Okay, there’s another movie coming out about a killer virus that spreads across the planet — usually wiping out most of the extras and leaving only a few select movie stars.
This one is Contagion, by Steven Soderbergh, due out in a few days.
I have to admit I do love these kind of movies, even if they are usually ridiculous and often rife with all sorts of scientific and medical errors.
Also, it kind of irks me that few get as excited about the real massive killers out there right now like AIDS, TB and malaria. And that something like this kind of thing happens every year — it’s called flu season — and nobody gets that excited or terrified about that either.
But a friend and science-writing colleague, Laurie Garrett, assures me that this time it’s going to be different. Garrett, one of the top public health and pandemic journalists out there, worked with the filmmakers on Contagion. This is what she has to say, from her blog, about being asked to consult for the movie project:
I was worried. Hollywood and television have long portrayed contagious diseases in roughly the same way as they’ve treated vampires, zombies, space aliens and radiation: Terrifying entities incomprehensibly visited upon innocent humans with catastrophic outcomes for the entire species. Depictions of scientists haven’t been much better. If something truly evil happens in a Hollywood creation odds are it’s executed by a serial killer, scientist, or scientist-that-is-a-serial-killer. The only consistently “good” Hollywood scientists are those that work in police forensics labs.
Despite her misgivings, Garrett agreed to work as a consultant to the filmmakers for Contagion. She says it is definitely based on an extraordinarily virulent bug that spreads fast. But the science is solid, she says, and there are some valuable lessons contained in the drama.
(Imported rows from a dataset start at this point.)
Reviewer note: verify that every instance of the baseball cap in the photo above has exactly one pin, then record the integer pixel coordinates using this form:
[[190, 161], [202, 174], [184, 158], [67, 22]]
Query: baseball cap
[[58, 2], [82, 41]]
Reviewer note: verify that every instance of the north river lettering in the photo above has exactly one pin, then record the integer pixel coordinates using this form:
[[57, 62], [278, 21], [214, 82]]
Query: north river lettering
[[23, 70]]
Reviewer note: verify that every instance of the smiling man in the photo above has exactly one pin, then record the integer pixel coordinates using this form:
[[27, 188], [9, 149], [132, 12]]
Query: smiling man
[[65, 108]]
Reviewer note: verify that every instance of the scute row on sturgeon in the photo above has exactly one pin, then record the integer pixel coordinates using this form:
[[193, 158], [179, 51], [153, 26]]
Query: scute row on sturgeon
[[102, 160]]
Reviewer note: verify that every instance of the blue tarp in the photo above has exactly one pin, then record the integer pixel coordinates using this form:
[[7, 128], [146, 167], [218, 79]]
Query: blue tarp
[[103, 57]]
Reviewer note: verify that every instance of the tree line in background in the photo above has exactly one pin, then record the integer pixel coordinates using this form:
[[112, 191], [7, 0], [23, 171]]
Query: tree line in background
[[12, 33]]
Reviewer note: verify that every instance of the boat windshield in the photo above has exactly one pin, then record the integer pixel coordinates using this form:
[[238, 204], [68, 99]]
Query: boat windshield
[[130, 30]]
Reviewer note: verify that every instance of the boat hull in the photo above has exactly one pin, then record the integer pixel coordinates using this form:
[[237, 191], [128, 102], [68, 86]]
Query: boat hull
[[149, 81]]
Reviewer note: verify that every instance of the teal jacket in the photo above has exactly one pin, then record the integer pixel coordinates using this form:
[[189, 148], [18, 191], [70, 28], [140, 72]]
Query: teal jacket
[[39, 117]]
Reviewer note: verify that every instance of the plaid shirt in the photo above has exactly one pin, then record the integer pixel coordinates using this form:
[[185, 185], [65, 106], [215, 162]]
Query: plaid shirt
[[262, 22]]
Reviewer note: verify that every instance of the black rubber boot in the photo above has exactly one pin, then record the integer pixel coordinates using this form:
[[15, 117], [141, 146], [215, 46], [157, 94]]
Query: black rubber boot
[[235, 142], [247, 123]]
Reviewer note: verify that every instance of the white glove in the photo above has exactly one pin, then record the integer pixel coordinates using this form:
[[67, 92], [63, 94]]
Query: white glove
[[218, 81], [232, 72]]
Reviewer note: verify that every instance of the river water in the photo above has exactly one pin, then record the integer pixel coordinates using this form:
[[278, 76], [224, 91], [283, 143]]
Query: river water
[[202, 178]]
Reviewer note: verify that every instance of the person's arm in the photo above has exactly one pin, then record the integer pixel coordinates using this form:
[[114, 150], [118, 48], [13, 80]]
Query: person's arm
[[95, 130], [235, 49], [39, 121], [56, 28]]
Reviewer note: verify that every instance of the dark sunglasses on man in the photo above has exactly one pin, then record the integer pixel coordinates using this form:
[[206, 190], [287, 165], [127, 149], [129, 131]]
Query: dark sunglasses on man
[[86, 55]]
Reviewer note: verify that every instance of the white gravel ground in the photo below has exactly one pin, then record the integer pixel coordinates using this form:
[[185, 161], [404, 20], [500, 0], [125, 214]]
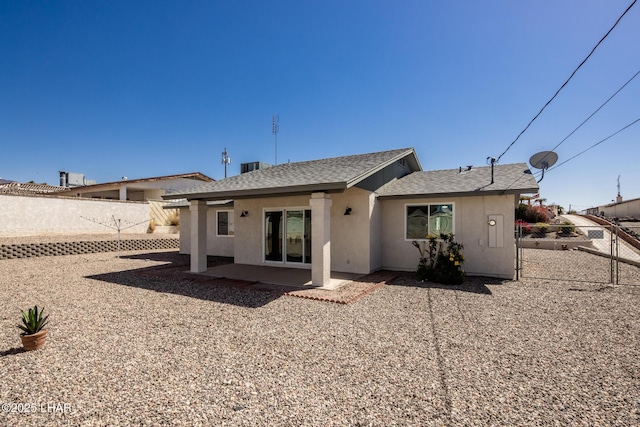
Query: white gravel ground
[[130, 349]]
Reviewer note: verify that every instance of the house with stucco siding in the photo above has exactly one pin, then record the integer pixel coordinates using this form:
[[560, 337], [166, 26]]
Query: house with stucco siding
[[355, 214]]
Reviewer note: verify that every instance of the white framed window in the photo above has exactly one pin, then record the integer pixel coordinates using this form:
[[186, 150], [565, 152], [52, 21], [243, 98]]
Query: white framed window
[[424, 220], [224, 223]]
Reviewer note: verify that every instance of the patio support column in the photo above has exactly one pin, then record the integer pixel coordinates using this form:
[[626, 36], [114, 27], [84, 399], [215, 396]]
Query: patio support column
[[198, 210], [320, 239]]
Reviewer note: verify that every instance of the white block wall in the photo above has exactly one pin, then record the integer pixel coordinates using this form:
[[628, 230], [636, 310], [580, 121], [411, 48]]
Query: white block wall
[[42, 215]]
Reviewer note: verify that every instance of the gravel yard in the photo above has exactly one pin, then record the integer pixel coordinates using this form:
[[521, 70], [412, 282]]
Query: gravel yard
[[139, 350]]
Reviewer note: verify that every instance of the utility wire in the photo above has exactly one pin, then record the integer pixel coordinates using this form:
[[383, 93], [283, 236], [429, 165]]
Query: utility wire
[[585, 150], [584, 121], [596, 144], [567, 81], [598, 109]]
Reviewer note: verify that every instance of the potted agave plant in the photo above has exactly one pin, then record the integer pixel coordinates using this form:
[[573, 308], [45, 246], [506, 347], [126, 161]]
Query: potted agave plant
[[33, 336]]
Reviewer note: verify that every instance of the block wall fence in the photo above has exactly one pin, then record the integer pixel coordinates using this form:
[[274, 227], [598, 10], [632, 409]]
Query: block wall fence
[[45, 215]]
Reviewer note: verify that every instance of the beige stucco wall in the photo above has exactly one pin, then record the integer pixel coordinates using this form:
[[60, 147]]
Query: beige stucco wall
[[350, 234], [471, 229], [41, 215], [216, 245]]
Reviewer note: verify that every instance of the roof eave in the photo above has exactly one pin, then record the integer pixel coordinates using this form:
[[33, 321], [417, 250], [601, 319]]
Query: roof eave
[[383, 165], [515, 191]]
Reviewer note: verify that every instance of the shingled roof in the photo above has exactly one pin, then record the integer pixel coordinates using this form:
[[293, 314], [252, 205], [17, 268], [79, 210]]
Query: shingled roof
[[333, 174], [513, 178]]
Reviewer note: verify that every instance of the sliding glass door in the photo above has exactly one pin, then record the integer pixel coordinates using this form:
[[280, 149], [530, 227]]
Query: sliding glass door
[[287, 236]]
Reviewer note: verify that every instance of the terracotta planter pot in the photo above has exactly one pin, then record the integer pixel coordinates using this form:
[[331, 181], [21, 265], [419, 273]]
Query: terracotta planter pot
[[34, 341]]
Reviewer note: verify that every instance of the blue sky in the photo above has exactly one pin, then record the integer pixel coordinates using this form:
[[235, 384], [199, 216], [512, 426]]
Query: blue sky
[[148, 88]]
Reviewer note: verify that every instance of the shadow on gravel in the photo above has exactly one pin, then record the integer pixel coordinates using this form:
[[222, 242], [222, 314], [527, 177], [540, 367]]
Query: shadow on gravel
[[12, 351], [174, 279], [473, 284]]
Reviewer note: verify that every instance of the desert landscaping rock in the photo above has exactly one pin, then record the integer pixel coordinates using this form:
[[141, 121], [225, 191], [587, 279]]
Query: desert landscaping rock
[[134, 349]]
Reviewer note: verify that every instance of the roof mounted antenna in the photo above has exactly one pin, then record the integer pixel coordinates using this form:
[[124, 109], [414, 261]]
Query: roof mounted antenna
[[275, 126], [543, 161], [492, 162], [225, 160]]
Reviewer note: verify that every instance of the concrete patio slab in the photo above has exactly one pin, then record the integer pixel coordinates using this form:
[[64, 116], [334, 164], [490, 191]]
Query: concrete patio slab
[[273, 275]]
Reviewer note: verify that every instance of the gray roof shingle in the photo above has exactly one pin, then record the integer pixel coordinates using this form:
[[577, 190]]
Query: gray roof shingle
[[513, 178], [336, 173]]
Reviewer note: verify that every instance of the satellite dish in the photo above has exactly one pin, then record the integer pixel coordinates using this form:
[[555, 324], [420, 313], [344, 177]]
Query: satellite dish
[[543, 160]]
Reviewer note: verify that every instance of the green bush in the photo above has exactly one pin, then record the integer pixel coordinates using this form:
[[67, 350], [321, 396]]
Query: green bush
[[567, 228], [541, 228], [443, 261], [33, 321]]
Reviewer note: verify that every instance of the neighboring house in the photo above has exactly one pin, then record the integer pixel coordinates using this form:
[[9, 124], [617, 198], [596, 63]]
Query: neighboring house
[[355, 214], [26, 189], [140, 189]]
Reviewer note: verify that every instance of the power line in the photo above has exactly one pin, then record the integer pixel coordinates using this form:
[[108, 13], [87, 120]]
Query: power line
[[596, 144], [598, 109], [585, 120], [567, 81]]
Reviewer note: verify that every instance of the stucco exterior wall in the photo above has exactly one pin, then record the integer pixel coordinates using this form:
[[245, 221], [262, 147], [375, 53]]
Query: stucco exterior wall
[[350, 234], [471, 228], [40, 215], [216, 245]]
Garrett says:
I have worked on the movie as one of its two key science consultants, trying to ensure that this time Hollywood would get it right. Judging by the final cut, which I viewed in a Manhattan VIP screening room in early July alongside Hollywood icon Mike Nichols, “Contagion” will be the first blockbuster Hollywood motion picture to accurately portray what is likely to happen if the world is slammed by a pandemic involving a highly virulent organism.
I put a lot of stock in Garrett’s perspective on these sorts of things. I am looking forward to seeing the movie, no matter what. But I can’t help but remain skeptical about whether or not it can be both blockbuster entertaining without exaggerating the threat. I’ll reserve judgment until I see it, of course.
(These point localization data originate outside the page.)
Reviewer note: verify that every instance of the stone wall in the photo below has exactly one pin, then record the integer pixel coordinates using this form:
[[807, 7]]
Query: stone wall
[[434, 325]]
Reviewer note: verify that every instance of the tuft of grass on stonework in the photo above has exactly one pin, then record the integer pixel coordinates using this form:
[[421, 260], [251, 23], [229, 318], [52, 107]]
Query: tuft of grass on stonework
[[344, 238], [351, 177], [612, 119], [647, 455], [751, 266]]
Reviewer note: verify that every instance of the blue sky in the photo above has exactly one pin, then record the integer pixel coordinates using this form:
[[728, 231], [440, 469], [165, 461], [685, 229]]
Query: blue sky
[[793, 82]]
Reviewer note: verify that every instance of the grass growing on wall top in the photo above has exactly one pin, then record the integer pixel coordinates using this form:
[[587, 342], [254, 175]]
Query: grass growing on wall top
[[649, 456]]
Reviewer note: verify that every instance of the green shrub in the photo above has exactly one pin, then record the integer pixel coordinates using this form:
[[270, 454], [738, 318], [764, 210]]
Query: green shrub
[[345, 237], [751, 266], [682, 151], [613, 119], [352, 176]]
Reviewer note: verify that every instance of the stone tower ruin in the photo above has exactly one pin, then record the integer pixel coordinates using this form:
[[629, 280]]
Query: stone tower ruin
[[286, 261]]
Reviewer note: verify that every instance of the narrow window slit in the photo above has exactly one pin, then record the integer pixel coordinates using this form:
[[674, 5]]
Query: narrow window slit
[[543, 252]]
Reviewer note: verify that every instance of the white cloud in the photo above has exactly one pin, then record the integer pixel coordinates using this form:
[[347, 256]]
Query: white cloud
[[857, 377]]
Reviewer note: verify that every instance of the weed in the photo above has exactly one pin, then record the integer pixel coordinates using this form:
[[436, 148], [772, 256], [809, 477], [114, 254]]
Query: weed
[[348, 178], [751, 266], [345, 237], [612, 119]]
A film reviewer for the LA Times said Contagion “takes science seriously.” That sounds good, until you think about it. Sounds kinda like someone saying they take reality seriously. Anyway, we’ll see.
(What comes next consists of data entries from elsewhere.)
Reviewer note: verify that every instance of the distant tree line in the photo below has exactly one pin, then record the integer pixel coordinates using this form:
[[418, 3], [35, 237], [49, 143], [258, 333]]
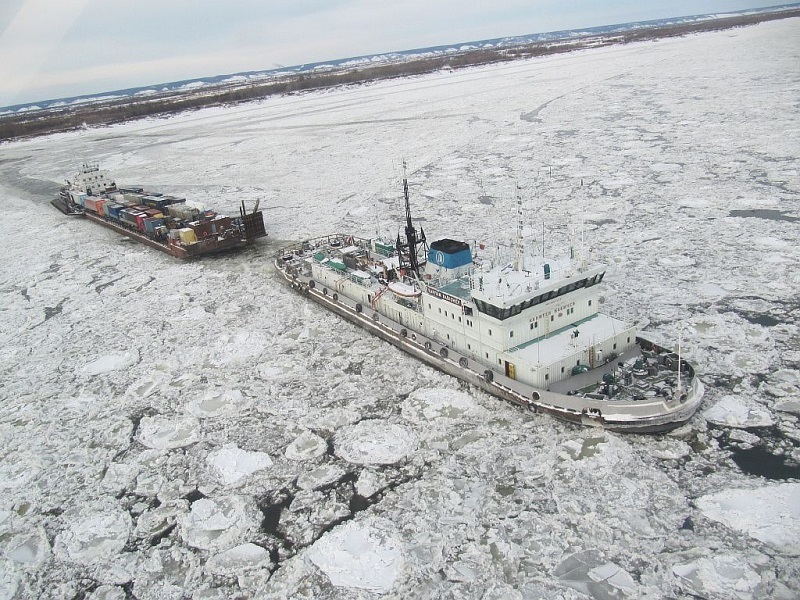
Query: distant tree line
[[67, 118]]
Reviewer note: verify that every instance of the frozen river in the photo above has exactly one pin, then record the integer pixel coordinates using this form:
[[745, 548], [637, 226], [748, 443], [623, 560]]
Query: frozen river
[[197, 430]]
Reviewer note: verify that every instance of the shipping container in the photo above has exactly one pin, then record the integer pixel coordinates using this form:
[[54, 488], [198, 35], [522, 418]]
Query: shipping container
[[151, 223], [113, 210], [182, 211], [154, 212], [187, 235]]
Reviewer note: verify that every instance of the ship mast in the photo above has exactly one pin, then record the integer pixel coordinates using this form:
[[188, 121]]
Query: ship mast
[[409, 249]]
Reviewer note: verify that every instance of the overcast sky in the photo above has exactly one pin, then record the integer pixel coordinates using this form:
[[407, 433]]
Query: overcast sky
[[61, 48]]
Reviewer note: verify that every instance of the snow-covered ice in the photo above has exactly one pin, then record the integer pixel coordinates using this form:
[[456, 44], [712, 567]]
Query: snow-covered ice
[[770, 514], [738, 412], [360, 555], [198, 430]]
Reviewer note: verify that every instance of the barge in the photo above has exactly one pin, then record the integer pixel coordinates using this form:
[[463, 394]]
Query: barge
[[526, 330], [164, 222]]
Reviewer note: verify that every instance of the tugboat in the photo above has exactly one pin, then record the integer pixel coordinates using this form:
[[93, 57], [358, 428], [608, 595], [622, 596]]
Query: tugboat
[[163, 222], [526, 330]]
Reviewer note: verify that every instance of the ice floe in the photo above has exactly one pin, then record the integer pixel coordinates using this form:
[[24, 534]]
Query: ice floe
[[375, 442], [218, 403], [232, 465], [734, 411], [163, 432], [238, 559], [770, 514], [363, 555], [306, 446], [218, 523], [94, 537], [719, 577]]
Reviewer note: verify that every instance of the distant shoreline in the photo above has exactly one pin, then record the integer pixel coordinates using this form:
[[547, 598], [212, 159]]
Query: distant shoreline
[[112, 111]]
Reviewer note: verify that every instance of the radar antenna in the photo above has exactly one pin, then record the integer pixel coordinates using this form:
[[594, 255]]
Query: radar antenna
[[409, 251]]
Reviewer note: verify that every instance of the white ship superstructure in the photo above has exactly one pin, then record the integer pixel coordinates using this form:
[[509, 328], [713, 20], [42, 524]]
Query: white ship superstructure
[[526, 329], [539, 324], [92, 180]]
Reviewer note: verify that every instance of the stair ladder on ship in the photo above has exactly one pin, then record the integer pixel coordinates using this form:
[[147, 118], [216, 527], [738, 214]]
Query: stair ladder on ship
[[378, 295]]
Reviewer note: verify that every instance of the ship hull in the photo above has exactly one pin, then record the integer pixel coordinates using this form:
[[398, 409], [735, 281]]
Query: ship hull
[[182, 252], [653, 416]]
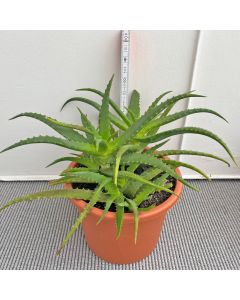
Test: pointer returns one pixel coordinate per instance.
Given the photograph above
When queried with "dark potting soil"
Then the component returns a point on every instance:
(156, 198)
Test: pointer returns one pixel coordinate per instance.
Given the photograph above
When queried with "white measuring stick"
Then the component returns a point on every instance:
(125, 48)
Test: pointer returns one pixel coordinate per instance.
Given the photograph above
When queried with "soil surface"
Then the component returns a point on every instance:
(155, 199)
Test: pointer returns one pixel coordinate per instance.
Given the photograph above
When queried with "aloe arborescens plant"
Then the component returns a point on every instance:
(109, 155)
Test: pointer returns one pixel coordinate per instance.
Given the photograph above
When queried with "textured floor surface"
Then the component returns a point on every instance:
(202, 231)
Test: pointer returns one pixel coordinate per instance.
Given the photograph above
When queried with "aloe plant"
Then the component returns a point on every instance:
(109, 155)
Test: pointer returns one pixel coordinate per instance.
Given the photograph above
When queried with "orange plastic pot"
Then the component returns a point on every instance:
(101, 238)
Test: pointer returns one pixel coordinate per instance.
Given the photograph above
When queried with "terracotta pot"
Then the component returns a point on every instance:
(101, 238)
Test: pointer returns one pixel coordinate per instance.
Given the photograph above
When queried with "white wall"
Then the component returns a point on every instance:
(41, 69)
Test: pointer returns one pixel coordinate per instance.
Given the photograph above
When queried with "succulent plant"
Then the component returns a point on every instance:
(109, 155)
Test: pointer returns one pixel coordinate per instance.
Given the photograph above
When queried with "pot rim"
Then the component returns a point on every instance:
(166, 205)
One thing that the film could accomplish is make people a bit more aware of just how connected we all are on this planet, microbially speaking. As this story in USA Today said, all of the crew came away from Contagion washing their hands more and covering their mouths when they coughed.
That’s not a bad lesson to learn. Next, I hope Hollywood can figure out how to inspire us to be just as freaked about those dying in poor countries from boring diseases, poverty and injustice — even when they can’t spread it here.